Question

In: Economics

Do the following present value problems. You must set up all present value problems before calculation....

Do the following present value problems. You must set up all present value problems before calculation. Merely writing down the answer (even if it is correct) is an automatic zero. You must show your work.
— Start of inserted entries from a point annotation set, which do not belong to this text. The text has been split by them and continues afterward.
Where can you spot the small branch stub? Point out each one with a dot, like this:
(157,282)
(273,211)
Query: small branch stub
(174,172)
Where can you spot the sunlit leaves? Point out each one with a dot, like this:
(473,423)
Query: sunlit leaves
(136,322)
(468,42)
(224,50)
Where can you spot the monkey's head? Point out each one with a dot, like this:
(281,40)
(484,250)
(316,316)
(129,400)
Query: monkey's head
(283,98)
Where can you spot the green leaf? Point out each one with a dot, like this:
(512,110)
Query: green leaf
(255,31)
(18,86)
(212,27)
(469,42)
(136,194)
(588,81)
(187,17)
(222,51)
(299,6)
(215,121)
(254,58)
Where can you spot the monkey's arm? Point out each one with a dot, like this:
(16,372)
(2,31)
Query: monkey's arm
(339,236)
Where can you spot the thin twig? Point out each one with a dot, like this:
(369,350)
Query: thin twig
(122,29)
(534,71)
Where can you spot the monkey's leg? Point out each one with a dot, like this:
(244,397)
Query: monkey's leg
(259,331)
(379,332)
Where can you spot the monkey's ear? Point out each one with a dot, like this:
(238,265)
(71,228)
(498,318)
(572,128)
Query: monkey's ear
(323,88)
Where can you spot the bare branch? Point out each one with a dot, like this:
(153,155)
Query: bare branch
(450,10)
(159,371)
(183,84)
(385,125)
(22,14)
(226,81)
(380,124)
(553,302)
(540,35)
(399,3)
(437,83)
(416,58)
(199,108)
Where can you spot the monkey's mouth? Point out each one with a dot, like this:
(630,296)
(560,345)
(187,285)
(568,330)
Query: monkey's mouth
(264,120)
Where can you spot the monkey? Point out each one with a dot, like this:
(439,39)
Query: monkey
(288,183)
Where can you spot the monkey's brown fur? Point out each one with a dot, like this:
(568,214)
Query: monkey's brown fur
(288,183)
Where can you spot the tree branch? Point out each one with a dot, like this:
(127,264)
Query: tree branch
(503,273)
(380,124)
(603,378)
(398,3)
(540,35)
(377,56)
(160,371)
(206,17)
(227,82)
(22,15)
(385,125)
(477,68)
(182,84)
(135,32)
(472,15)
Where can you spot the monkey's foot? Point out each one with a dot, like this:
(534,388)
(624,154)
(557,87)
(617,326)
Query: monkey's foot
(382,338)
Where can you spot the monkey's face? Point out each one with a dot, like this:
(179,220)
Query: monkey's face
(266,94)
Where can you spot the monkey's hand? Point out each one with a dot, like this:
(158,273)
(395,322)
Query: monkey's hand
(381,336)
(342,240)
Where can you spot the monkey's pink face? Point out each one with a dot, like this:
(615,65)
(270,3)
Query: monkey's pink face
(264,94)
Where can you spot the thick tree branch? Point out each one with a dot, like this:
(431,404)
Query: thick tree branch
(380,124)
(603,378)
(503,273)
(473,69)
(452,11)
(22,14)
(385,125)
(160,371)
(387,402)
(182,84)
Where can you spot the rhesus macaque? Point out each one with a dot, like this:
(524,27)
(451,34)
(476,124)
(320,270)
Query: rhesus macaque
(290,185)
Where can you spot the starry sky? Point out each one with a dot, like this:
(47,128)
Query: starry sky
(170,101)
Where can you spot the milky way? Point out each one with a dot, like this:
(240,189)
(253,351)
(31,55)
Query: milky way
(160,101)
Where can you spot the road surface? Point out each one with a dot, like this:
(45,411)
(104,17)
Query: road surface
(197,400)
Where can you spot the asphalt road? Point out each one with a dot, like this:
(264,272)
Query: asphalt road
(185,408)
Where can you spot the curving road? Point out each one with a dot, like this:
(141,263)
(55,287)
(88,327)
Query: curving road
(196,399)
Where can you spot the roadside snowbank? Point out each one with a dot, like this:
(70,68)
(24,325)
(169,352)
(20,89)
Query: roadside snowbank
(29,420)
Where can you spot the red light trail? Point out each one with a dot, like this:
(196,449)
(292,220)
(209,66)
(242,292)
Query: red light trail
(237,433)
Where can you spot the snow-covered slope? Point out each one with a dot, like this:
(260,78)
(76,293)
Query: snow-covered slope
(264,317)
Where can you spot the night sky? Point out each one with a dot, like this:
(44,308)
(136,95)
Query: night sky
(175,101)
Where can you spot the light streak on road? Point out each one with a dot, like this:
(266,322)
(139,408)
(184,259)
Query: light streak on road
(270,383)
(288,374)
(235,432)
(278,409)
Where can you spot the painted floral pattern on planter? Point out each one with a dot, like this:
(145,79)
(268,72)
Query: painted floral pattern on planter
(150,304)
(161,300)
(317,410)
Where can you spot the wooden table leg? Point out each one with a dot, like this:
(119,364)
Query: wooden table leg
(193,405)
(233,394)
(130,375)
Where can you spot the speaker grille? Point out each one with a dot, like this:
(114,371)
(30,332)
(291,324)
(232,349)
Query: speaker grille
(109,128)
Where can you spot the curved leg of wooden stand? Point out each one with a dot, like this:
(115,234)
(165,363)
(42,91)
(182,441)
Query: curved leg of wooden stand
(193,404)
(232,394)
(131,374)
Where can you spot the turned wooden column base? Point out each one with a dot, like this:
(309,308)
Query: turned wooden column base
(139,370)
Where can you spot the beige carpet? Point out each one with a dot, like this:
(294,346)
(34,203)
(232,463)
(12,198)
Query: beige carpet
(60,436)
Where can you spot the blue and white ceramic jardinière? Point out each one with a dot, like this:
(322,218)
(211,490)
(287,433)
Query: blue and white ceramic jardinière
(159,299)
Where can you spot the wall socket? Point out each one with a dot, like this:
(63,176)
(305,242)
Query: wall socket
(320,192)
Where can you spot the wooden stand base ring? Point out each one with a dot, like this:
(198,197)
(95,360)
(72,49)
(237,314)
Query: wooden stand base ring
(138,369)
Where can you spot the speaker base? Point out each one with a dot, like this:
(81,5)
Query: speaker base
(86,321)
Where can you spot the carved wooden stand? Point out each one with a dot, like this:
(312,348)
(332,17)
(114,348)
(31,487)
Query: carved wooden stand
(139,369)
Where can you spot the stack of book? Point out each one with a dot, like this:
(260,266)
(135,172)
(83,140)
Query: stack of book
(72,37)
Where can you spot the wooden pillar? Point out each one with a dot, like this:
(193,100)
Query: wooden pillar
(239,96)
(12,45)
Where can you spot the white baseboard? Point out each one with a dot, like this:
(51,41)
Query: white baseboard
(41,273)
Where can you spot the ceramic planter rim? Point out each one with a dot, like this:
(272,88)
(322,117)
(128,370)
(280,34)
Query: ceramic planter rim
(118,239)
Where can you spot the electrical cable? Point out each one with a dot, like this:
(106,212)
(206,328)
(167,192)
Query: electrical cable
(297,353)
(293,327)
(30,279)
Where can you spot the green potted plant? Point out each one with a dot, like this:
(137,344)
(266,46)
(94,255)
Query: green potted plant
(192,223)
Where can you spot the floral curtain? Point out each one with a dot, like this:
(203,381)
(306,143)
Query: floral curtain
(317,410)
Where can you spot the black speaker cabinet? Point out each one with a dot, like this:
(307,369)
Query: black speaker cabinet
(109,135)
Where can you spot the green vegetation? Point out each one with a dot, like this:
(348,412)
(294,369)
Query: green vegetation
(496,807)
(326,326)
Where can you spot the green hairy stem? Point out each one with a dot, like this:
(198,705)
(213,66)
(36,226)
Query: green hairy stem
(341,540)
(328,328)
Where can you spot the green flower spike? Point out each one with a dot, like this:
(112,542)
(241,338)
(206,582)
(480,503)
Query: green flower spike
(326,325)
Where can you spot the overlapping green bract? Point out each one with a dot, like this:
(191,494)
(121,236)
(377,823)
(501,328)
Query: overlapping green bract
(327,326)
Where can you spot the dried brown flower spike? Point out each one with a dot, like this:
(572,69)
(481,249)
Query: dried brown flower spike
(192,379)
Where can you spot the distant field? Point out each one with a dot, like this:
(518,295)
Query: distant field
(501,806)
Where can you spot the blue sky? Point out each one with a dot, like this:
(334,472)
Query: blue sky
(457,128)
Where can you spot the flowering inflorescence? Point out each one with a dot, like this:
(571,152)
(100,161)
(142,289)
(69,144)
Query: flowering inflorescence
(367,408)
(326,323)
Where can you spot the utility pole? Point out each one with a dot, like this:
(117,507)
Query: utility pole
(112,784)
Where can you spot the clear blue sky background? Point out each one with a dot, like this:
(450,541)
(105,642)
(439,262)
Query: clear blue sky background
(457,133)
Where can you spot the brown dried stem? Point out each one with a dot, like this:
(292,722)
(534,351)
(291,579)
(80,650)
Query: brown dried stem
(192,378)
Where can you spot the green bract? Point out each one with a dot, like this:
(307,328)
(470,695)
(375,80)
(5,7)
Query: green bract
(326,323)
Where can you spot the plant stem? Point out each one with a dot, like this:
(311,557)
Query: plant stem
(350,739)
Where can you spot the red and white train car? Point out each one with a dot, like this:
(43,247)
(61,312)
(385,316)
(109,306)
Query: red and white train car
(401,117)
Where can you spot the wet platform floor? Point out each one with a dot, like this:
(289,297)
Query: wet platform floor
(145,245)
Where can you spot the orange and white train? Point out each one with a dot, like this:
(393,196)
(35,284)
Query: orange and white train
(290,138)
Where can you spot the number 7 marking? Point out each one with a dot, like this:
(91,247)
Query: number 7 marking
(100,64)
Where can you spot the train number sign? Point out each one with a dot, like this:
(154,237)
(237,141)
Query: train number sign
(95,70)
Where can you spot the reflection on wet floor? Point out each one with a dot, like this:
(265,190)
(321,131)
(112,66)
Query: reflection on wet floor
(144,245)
a. Suppose we have a four year fixed-payment loan with $1000 payments made at the end of each year. Given a market interest rate of 12 percent, how much was initially borrowed?

b. Suppose you were considering purchasing a $5000 machine today that would generate additional net profit of $2000 booked at the end of each year. Assuming you need a 15 percent return to justify the investment, would the investment be worth doing if you had only three years of payouts? Would your answer change if you had four years of $2000 payouts? Why or why not.

c. Consider two zero coupon bonds in which you receive $100 at the maturity date, one maturing in three years and one maturing in five years. Both are currently priced to yield 6 percent. Calculate the current market value of each bond?

Solutions

Expert Solution

a. Suppose we have a four year fixed-payment loan with $1000 payments made at the end of each year. Given a market interest rate of 12 percent, how much was initially borrowed?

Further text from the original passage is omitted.